Zhenxing, hello.
I am glad you are confirming the set of issues the big represents as
well for a good finding on a documentation artifact.
Getting straight to the point:
> To sum up, things we may need to do:
> 1) Let the 5.1 ignore the INSERT_ID value as 5.0 does when it is
> replicating from 5.0 masters that have this problem
> 2) Make 5.0 follow the document when using SP, do not write the
> INSERT_ID value
> 3) Make 5.0 behave the same as 5.1 on this issue
>
> item 1) is necessay for upgrade purpose, and is fixed by this patch.
agreed. But remember to fix the minor version we talked about.
>
> Items 2) and 3) are exclusive, only one should be chosen, I would prefer
> 2), because it's simple, can be fixed in an hour.
agreed
>
> Item 3) would takes weeks to fix and can bring new problems if not
> properly implemented, and I think we should not introduce new features
> to or change behave of this version.
hard to disagree.
cheers,
Andrei
> Hi Andrei
>
> Thank you for your scrutiny and discussion over skype, it helped me to
> clarify some vague points of the problem. And here is my latest
> understanding of this problem after more investigation.
>
> For 5.0 masters, when a statement invokes a trigger/function that INSERT
> into an AUTO_INCREMENT column, the generated AUTO_INCREMENT value is not
> logged in the binary log, at the same time, when executing such a
> statement, the INSERT_ID values associated with the statement is ignored
> by the trigger/function invoked by the statement.

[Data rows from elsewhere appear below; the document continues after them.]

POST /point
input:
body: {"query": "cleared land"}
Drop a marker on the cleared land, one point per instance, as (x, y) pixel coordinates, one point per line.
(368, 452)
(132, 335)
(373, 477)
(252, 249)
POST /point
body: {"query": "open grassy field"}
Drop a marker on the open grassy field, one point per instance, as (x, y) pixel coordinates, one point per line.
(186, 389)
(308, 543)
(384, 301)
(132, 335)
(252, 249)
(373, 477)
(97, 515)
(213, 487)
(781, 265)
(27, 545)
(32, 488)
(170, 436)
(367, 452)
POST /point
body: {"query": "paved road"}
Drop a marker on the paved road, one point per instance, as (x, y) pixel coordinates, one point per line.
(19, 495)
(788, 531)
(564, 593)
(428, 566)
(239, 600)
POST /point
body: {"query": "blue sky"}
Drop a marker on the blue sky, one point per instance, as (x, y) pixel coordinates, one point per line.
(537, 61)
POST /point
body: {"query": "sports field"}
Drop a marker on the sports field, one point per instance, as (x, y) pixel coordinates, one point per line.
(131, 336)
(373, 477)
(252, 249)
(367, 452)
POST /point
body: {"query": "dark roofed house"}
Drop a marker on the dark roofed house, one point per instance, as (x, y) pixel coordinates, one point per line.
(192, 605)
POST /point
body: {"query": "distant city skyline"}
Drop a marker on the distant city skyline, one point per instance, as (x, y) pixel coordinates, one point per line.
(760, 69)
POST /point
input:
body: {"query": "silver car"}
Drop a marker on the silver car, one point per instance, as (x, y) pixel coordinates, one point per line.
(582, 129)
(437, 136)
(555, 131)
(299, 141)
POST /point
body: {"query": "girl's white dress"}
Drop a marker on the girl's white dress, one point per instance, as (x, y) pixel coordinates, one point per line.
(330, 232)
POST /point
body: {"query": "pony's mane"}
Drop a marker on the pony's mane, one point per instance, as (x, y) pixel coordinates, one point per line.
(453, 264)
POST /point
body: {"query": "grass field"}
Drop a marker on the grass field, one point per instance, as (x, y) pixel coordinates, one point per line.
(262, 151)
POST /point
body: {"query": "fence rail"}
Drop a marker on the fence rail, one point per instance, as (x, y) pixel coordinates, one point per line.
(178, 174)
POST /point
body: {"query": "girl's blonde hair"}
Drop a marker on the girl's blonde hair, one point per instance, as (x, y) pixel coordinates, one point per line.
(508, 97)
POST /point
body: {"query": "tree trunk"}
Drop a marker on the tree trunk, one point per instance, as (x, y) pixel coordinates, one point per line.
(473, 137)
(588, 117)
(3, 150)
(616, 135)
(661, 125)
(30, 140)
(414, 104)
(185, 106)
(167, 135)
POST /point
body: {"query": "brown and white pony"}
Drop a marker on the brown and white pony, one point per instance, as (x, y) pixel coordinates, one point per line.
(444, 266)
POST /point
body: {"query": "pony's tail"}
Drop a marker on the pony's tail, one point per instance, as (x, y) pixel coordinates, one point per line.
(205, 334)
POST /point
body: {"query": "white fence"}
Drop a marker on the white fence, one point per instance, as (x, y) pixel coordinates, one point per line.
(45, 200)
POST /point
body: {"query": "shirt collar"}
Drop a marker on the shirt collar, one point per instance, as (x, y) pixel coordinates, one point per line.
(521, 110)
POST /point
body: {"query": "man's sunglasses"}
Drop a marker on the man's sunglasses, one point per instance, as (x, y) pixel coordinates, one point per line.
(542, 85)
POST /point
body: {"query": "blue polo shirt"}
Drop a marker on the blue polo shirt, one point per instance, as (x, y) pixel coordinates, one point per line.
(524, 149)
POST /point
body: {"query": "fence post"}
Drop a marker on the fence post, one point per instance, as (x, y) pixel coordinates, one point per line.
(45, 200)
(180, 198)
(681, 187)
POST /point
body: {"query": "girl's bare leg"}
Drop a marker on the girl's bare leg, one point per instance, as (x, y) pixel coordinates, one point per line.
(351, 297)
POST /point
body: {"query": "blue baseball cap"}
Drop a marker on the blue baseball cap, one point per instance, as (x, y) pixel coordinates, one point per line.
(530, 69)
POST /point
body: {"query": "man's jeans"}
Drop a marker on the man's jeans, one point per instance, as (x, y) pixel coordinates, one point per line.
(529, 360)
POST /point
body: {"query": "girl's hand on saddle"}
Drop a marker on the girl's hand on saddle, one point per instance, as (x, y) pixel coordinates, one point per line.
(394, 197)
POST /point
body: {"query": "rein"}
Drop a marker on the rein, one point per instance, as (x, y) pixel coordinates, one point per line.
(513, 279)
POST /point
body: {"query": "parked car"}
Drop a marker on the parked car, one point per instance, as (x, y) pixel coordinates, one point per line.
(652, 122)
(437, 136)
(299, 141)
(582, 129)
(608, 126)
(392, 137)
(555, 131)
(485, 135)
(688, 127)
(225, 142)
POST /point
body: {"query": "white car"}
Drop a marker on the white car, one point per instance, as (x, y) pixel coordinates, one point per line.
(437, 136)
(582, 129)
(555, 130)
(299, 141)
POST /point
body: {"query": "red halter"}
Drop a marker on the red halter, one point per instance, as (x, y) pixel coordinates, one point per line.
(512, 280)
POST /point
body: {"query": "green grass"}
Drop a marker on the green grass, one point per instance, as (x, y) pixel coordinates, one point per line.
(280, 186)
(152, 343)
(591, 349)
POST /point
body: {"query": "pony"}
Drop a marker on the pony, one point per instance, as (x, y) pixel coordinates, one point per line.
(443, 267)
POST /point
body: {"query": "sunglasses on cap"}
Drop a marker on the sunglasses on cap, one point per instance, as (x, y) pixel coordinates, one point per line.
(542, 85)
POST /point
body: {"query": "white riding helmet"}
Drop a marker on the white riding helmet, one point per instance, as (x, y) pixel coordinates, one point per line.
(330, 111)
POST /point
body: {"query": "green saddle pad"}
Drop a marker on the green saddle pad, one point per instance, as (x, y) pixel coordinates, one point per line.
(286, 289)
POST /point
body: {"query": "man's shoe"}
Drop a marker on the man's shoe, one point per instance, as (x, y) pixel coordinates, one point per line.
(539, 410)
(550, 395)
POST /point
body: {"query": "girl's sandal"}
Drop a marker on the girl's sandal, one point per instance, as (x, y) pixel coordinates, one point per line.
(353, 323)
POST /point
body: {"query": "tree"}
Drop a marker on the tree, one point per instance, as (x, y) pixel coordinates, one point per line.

This is documented in:
>
> http://dev.mysql.com/doc/refman/5.0/en/replication-features-autoincid.html
>
>
> For 5.1, this was fixed, the master will write the AUTO_INCREMENT value
> and the slave will use the value in this case.
>
> http://dev.mysql.com/doc/refman/5.1/en/replication-features-autoincid.html
>
> (NOTE: the document says that for triggers, the AUTO_INCREMENT value is
> not written into binary log, but this is not correct, the AUTO_INCREMENT
> value is written for both functions and triggers. I will report a bug on
> this once convinced.)
>
> However, for 5.0 masters, when executing such a statement within a SP,
> an Intvar event *IS* written into the binary log, with a wrong value.
> According the document there should not happen. This does not cause any
> problem when replicating to 5.0 slaves because the wrong AUTO_INCREMENT
> value is not used for trigger/function when 5.0 slaves executing such a
> statement. But this causes problem when replicating to a 5.1 slave,
> which uses the AUTO_INCREMENT value for trigger/function invoked with
> the statement.
>
> Let's use an example to make it clearer, first, the definitions of
> tables t1, t2 and trigger tr1:
>
> CREATE TABLE t1 (id INT AUTO_INCREMENT PRIMARY KEY);
> CREATE TABLE t2 (id INT AUTO_INCREMENT PRIMARY KEY);
> DELIMITEDELIMITER //;R //;
> CREATE TRIGGER tr1 BEFORE DELETE
> ON t1 FOR EACH ROW
> BEGIN
> INSERT INTO t2 VALUES(NULL);
> END//
> DELIMITER ;//
>
> and now we run the following statements:
>
> INSERT INTO t1 VALUES(NULL);
> INSERT INTO t1 VALUES(NULL);
> DELETE FROM t1 WHERE id=1;
>
> If we run the above statements on 5.0 master, the last DELETE statement
> will not have a SET INSERT_ID associated with it, which is correct
> according to the document.
>
> INSERT_ID=1
> use `test`; insert into t1 values (NULL)
> INSERT_ID=2
> use `test`; insert into t1 values (NULL)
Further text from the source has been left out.